Douze personnes ont été placées en garde à vue mardi dans le sud-est de la France, quatre jours après le lynchage dans un quartier sensible de la banlieue de Grenoble de deux jeunes sans histoire par une bande, un crime qui a choqué en France.

Les personnes en garde à vue sont de «très jeunes adultes», de 19 à 21 ans, et «la plupart ont des casiers judiciaires pour vol avec violences, violences avec armes et en réunion», a annoncé à la presse le procureur de la République de Grenoble, Jean-Yves Coquillat.

Pour un motif apparemment futile - certains parlent d'un simple regard -, Kevin, étudiant, et Sofiane, éducateur, âgés de 21 ans, ont été tués vendredi dans un parc par une quinzaine de jeunes munis de manches de pioche, de marteaux et de couteaux. Ils ont reçu plusieurs coups de couteau, «sept à huit» pour Kevin, et «une trentaine» pour son ami Sofiane, selon le procureur.

Mardi en fin d'après-midi, une «marche blanche» en leur mémoire a réuni 10 000 personnes, selon la police. Les marcheurs étaient massés derrière les portraits des deux jeunes, a constaté une journaliste de l'AFP.

L'interpellation dans cette affaire de 12 personnes a mobilisé une cinquantaine de policiers et les hommes habillés en noir et cagoulés du Groupe d'intervention de la police nationale (GIPN).

Parmi les jeunes arrêtés figurent deux frères de 19 et 20 ans, tous deux militaires, qui semblent avoir joué un rôle central. «Les militaires sont à l'origine de la bagarre. Ils ont dit qu'ils réservaient leurs explications au juge. Ils le feront demain», a déclaré le procureur.

Trois autres individus «très violents», déjà «condamnés pour faits de grande violence» et soupçonnés d'avoir participé au lynchage, sont en fuite, a-t-il précisé.

«Basculer dans l'horreur en un déclic»

Lundi, le président socialiste François Hollande avait effectué dans le quartier en cause, dénommé la Villeneuve, une visite-surprise au cours de laquelle il a promis de «retrouver les auteurs de ces crimes odieux». Le chef d'Etat s'est notamment entretenu avec la mère d'une des deux victimes, Aurélie Noubissi, pédiatre, qui avait dénoncé la violence gratuite de jeunes sans «garde-fous», vivant «dans le désoeuvrement, l'oisiveté».

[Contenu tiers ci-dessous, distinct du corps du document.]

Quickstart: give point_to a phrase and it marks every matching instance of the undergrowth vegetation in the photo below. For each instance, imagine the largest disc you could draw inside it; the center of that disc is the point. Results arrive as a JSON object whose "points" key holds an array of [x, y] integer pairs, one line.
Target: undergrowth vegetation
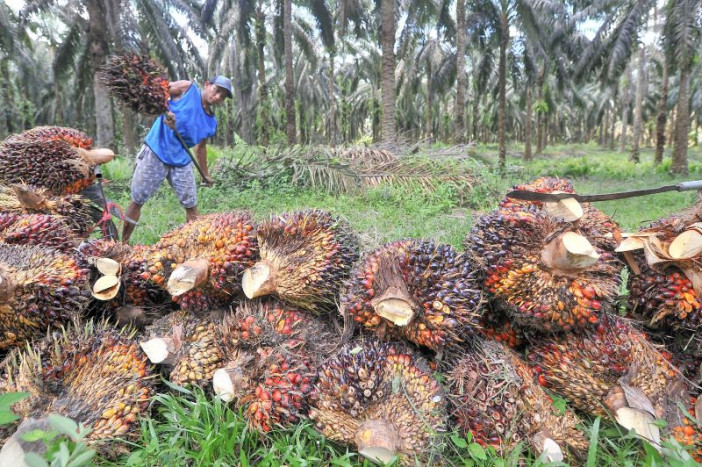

Pour le ministre français de l'Intérieur, Manuel Valls, «Kevin et Sofiane ont été massacrés». «Ce crime ne peut pas rester impuni, il ne le restera pas», a-t-il ajouté, en dénonçant une «violence» qui «fait peur». Le quartier La Villeneuve, va devenir «une zone prioritaire de sécurité» pour mieux coordonner le travail des forces de l'ordre et mobiliser l'ensemble des acteurs, a précisé le ministre, en promettant des «moyens supplémentaires».

Ce nouveau drame, qui a choqué une grande partie de la France, est venu raviver le souvenir des trois nuits d'émeutes en 2010 dans cette même banlieue après la mort d'un jeune tué lors d'une fusillade avec la police après son braquage d'un casino. Le prédécesseur de François Hollande, Nicolas Sarkozy, avait alors promis une «guerre nationale» contre les «voyous».

Depuis, «des efforts ont été faits», admet Alain Manac'h, président d'une association locale, «la maison des habitants». Mais «il y a des jeunes qu'on ne peut plus tenir, qui sont tellement déstructurés, qu'ils peuvent basculer dans l'horreur en un déclic».

Si des choses «progressent petit à petit», «il reste beaucoup à faire», estime aussi Mahrez Kheriji, président de l'union de quartier de l'Arlequin, où ont eu lieu les émeutes de 2010.

«La police ne peut pas être la réponse à ce type de problèmes», juge Sebastian Roché, directeur de recherches au CNRS et enseignant à l'Institut d'études politiques de Grenoble. «On est dans un contexte de quartiers qui concentrent des populations précarisées, peu diplômées, aux marges de l'école et du marché du travail», des conditions favorables à «la constitution de bandes de jeunes», souligne-t-il.